Instance 1: v1 → v2 (update first)
Instance 2: v1 (still running v1)
Instance 3: v1 (still running v1)
Instance 1: v2
Instance 2: v1 → v2 (update second)
Instance 3: v1
Instance 1: v2
Instance 2: v2
Instance 3: v1 → v2 (update last)
Pros: Zero downtime, gradual rollout Cons: Two versions run simultaneously — requires backward-compatible changes Use when: Standard deployments, backward-compatible changes
Blue-Green Deployment
Run two identical environments.
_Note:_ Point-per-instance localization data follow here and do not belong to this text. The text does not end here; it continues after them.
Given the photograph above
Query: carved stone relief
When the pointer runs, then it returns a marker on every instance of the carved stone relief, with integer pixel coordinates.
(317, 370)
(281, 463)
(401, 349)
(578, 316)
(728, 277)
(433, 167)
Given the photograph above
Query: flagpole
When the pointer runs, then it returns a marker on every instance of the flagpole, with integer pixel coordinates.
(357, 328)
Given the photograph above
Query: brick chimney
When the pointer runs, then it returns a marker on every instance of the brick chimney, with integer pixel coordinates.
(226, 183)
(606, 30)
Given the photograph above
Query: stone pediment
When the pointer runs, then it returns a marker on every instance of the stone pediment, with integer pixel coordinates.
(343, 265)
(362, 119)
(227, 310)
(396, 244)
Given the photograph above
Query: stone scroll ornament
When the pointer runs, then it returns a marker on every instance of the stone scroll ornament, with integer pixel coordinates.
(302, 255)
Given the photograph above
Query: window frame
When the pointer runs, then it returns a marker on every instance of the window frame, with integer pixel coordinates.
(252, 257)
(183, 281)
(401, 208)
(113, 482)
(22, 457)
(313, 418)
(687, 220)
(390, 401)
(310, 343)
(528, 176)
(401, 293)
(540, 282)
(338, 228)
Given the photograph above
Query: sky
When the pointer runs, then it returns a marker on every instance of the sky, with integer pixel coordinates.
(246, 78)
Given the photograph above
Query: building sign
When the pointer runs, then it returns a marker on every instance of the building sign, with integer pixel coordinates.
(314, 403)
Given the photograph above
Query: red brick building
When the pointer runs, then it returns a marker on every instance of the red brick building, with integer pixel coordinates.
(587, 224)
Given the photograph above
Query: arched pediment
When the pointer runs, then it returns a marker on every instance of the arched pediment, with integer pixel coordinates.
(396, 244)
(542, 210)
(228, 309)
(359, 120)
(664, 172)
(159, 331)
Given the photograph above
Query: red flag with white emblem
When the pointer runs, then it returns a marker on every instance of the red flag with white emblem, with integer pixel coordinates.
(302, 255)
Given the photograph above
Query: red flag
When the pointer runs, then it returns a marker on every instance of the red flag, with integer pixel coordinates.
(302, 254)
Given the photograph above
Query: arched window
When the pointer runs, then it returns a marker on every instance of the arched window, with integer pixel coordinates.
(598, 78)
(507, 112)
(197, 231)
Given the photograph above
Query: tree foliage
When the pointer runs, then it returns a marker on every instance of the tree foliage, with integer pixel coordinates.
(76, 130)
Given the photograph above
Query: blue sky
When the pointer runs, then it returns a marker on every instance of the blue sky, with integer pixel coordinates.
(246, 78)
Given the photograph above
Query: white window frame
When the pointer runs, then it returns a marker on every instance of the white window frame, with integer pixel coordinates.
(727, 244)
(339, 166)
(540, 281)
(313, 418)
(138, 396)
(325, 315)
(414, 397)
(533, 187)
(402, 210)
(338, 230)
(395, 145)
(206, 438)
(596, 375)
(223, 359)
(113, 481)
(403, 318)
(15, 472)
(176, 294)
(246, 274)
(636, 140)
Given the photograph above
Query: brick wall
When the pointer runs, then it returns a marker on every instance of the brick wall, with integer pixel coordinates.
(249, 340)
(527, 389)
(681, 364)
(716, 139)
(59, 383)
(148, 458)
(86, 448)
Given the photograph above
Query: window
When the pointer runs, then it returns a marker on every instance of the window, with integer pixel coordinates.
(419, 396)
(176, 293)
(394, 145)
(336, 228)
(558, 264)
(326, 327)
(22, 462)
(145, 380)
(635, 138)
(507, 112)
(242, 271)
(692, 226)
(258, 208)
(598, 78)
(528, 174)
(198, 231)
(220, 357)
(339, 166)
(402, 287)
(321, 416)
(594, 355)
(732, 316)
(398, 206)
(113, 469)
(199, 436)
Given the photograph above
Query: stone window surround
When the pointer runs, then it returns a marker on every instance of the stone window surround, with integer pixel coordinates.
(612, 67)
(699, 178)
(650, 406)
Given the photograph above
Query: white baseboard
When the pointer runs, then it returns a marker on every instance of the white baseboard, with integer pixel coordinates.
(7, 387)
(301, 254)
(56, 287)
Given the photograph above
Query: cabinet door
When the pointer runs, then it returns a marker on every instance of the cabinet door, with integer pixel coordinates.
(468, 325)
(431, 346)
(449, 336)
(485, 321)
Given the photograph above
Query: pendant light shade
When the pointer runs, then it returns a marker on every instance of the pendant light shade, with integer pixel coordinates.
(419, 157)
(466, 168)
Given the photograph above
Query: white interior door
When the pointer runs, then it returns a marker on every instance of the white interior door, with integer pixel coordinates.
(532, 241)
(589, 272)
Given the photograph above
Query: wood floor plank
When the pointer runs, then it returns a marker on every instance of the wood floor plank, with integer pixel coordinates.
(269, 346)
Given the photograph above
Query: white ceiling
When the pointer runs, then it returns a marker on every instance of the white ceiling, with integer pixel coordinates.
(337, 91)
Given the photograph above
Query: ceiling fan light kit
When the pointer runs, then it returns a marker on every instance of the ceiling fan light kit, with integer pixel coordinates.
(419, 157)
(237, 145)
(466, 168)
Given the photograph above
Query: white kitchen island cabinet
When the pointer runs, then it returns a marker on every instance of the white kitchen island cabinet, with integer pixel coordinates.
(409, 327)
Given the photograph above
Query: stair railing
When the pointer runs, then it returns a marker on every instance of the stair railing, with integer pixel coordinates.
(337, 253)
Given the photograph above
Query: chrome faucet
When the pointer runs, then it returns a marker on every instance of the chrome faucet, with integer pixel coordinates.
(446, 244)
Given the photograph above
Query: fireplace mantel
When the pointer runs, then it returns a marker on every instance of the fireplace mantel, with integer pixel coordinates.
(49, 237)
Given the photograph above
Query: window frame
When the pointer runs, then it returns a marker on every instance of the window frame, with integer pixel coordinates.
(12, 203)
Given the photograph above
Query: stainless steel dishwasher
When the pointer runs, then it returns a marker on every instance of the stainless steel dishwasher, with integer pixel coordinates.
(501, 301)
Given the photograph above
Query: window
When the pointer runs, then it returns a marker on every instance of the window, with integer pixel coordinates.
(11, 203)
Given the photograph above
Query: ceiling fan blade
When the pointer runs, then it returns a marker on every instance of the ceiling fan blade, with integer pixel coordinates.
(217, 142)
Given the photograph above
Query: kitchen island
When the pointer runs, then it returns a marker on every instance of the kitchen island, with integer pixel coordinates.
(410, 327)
Switch traffic atomically.
Blue (v1) ← traffic
Green (v2) idle, running new version
# After verification:
Blue (v1) idle (becomes standby)
Green (v2) ← traffic
Pros: Instant rollback (switch back to blue), clean cutover Cons: Requires 2x infrastructure during deployment Use when: Critical services, zero-tolerance for issues
Canary Deployment
Route a small percentage of traffic to the new version first.
v1: 95% of traffic
v2: 5% of traffic (canary)
# If metrics look good:
v1: 50% of traffic
v2: 50% of traffic
# Final:
v2: 100% of traffic
Pros: Catches issues with real traffic before full rollout Cons: Requires traffic splitting infrastructure, monitoring Use when: High-traffic services, risky changes, feature flags
Docker
Multi-Stage Dockerfile (Node.js)
# Stage 1: Install dependencies
FROM node:22-alpine AS deps
WORKDIR /app
COPY package.json package-lock.json ./
RUN npm ci --production=false
# Stage 2: Build
FROM node:22-alpine AS builder
WORKDIR /app
COPY --from=deps /app/node_modules ./node_modules
COPY . .
RUN npm run build
RUN npm prune --production
# Stage 3: Production image
FROM node:22-alpine AS runner
WORKDIR /app
RUN addgroup -g 1001 -S appgroup && adduser -S appuser -u 1001
USER appuser
COPY --from=builder --chown=appuser:appgroup /app/node_modules ./node_modules
COPY --from=builder --chown=appuser:appgroup /app/dist ./dist
COPY --from=builder --chown=appuser:appgroup /app/package.json ./
ENV NODE_ENV=production
EXPOSE 3000
HEALTHCHECK --interval=30s --timeout=3s --start-period=5s --retries=3 \
CMD wget --no-verbose --tries=1 --spider http://localhost:3000/health || exit 1
CMD ["node", "dist/server.js"]
Multi-Stage Dockerfile (Go)
FROM golang:1.22-alpine AS builder
WORKDIR /app
COPY go.mod go.sum ./
RUN go mod download
COPY . .
RUN CGO_ENABLED=0 GOOS=linux go build -ldflags="-s -w" -o /server ./cmd/server
FROM alpine:3.19 AS runner
RUN apk --no-cache add ca-certificates
RUN adduser -D -u 1001 appuser
USER appuser
COPY --from=builder /server /server
EXPOSE 8080
HEALTHCHECK --interval=30s --timeout=3s CMD wget -qO- http://localhost:8080/health || exit 1
CMD ["/server"]
Multi-Stage Dockerfile (Python/Django)
FROM python:3.12-slim AS builder
WORKDIR /app
RUN pip install --no-cache-dir uv
COPY requirements.txt .
RUN uv pip install --system --no-cache -r requirements.txt
FROM python:3.12-slim AS runner
WORKDIR /app
RUN useradd -r -u 1001 appuser
USER appuser
COPY --from=builder /usr/local/lib/python3.12/site-packages /usr/local/lib/python3.12/site-packages
COPY --from=builder /usr/local/bin /usr/local/bin
COPY . .
ENV PYTHONUNBUFFERED=1
EXPOSE 8000
HEALTHCHECK --interval=30s --timeout=3s CMD python -c "import urllib.request; urllib.request.urlopen('http://localhost:8000/health/')" || exit 1
CMD ["gunicorn", "config.wsgi:application", "--bind", "0.0.0.0:8000", "--workers", "4"]
Docker Best Practices
# GOOD practices
- Use specific version tags (node:22-alpine, not node:latest)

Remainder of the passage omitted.